In fact, economists at TD Bank are forecasting that projected Liberal spending over the next five years could add $150 billion (yes, Billion with a “B”) to the Canadian debt.  Even if this debt is serviced at a bargain 3%, this adds $450 million (yes million) in just debt servicing charges – an additional $450,000,000 annually that is not available to Canadians for funding of essential programs and services.

If interest rates spike, this level of debt could bankrupt our country.

The best comparison I can think of is that the government can no longer afford its lifestyle, so it has ordered an additional credit card.   Then the only solution becomes raising taxes, or reducing its spending.  It’s shown a willingness to do the former, and an inability to do the latter.

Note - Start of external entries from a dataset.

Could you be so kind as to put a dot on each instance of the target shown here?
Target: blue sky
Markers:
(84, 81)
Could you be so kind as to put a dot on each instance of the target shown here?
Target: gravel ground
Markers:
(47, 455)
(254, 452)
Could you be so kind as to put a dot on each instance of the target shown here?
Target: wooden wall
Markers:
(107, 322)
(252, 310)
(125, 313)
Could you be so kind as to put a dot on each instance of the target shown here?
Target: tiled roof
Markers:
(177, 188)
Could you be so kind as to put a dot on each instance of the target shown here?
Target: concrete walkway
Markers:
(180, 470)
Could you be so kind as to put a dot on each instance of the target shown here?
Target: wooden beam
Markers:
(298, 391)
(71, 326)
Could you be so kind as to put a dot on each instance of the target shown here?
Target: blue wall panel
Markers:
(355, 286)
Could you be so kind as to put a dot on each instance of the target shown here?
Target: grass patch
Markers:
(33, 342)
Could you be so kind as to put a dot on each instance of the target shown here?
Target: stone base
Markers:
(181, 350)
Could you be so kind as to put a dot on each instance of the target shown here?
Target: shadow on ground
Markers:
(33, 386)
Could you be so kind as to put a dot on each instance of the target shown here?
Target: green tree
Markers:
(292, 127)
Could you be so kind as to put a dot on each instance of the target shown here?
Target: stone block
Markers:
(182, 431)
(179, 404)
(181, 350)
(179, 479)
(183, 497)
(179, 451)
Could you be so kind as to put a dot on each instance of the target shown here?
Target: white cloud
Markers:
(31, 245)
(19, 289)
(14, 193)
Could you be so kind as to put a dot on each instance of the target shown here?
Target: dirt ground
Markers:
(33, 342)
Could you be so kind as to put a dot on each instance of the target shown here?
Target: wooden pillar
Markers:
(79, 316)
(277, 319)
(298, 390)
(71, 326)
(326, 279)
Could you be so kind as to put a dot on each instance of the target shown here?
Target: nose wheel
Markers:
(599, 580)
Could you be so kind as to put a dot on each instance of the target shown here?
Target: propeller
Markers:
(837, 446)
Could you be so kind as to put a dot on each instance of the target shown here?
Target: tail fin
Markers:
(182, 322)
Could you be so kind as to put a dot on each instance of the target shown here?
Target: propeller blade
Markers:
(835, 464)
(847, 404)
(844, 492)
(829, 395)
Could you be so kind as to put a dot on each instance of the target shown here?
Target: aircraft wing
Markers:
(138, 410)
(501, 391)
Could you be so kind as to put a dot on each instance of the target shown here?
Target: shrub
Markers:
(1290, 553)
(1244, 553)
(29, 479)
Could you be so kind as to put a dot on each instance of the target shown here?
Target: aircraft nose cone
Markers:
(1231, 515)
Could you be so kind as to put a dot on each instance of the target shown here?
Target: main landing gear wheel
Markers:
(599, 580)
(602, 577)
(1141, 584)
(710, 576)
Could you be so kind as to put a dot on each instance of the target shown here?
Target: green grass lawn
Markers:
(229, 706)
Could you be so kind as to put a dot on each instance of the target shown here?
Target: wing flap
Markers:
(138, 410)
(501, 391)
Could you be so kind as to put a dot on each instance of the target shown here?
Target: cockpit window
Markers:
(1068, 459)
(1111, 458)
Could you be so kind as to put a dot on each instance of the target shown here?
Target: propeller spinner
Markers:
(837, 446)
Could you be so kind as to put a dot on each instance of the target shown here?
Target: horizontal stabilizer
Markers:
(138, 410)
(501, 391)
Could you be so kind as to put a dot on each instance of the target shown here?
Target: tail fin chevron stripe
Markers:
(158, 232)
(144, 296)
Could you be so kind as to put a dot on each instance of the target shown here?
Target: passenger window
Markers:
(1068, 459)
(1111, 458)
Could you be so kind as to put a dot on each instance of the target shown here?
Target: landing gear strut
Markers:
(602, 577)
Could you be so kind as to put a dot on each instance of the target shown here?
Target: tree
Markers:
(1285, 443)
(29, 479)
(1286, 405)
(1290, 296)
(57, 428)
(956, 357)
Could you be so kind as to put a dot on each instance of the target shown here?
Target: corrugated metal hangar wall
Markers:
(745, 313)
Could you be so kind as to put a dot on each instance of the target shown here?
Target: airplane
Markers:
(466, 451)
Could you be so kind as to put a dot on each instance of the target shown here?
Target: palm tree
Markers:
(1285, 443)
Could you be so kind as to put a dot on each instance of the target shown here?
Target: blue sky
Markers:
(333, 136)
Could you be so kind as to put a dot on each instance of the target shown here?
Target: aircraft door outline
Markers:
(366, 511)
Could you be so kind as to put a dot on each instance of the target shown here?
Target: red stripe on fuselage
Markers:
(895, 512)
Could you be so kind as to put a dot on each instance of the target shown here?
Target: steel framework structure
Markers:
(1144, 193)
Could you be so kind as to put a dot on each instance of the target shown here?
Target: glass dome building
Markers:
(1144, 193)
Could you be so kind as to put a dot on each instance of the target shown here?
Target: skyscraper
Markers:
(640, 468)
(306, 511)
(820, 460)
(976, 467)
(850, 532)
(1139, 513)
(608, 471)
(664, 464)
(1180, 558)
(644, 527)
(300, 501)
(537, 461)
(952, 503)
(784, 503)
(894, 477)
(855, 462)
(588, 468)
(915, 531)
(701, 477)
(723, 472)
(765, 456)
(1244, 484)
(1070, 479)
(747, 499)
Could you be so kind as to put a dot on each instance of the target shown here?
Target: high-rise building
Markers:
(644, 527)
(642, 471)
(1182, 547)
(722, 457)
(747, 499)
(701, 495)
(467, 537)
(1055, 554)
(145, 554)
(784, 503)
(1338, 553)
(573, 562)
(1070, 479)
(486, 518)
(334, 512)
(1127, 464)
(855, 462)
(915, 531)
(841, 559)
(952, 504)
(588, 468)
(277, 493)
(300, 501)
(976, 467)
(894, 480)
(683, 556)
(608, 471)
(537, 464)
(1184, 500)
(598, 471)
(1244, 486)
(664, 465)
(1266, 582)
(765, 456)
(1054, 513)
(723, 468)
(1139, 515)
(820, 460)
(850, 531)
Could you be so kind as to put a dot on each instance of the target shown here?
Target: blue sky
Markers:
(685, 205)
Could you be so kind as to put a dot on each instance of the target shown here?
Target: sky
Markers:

Unfortunately, much of this spending also seems designed to improve the public perception of Justin Trudeau as a great humanitarian, though all of us are footing the bill for it.

In an excellent piece on the Huffington Post, Keith Beardsley highlighted how this funding could have been used within Canada to deal with our own humanitarian issues.  Heck, how many of our own First Nations do not have adequate housing or clean water?   Unfortunately, this does not get worldwide headlines, nor give our photogenic Prime Minister the photo-ops that seem to fuel this government.

So next time you go to the polls ask yourself:

  • Which party takes a responsible approach to spending?
  • Which party wants to focus on public image versus true spending impact?
  • Which party has demonstrated a respect for taxpaying companies and individuals in Canada, and which have not?

One just has to look at what has happened in Manitoba to see the long term effects of financial mismanagement.  We’ll just say the NDP also felt entitled to spend taxpayer’s money how it wished, including on long term leases, union contracts with no layoff clauses, and unwise hydro projects. Manitoba is a Province that has an incredibly huge hole to dig itself out of, and should serve as a cautionary tale for the federal Liberals.

To conclude, the question I have when I look at all of the above is “Why are people not angry about this?”  We would not tolerate this sort of taxation/spendthrift behaviour in a spouse, or family member, or employee; why do we tolerate this in our government?  That is a subject for another day.  Let’s just hope (including for the sake of future generations) public pressure and media coverage will have some effect on the entitled spending our current government has.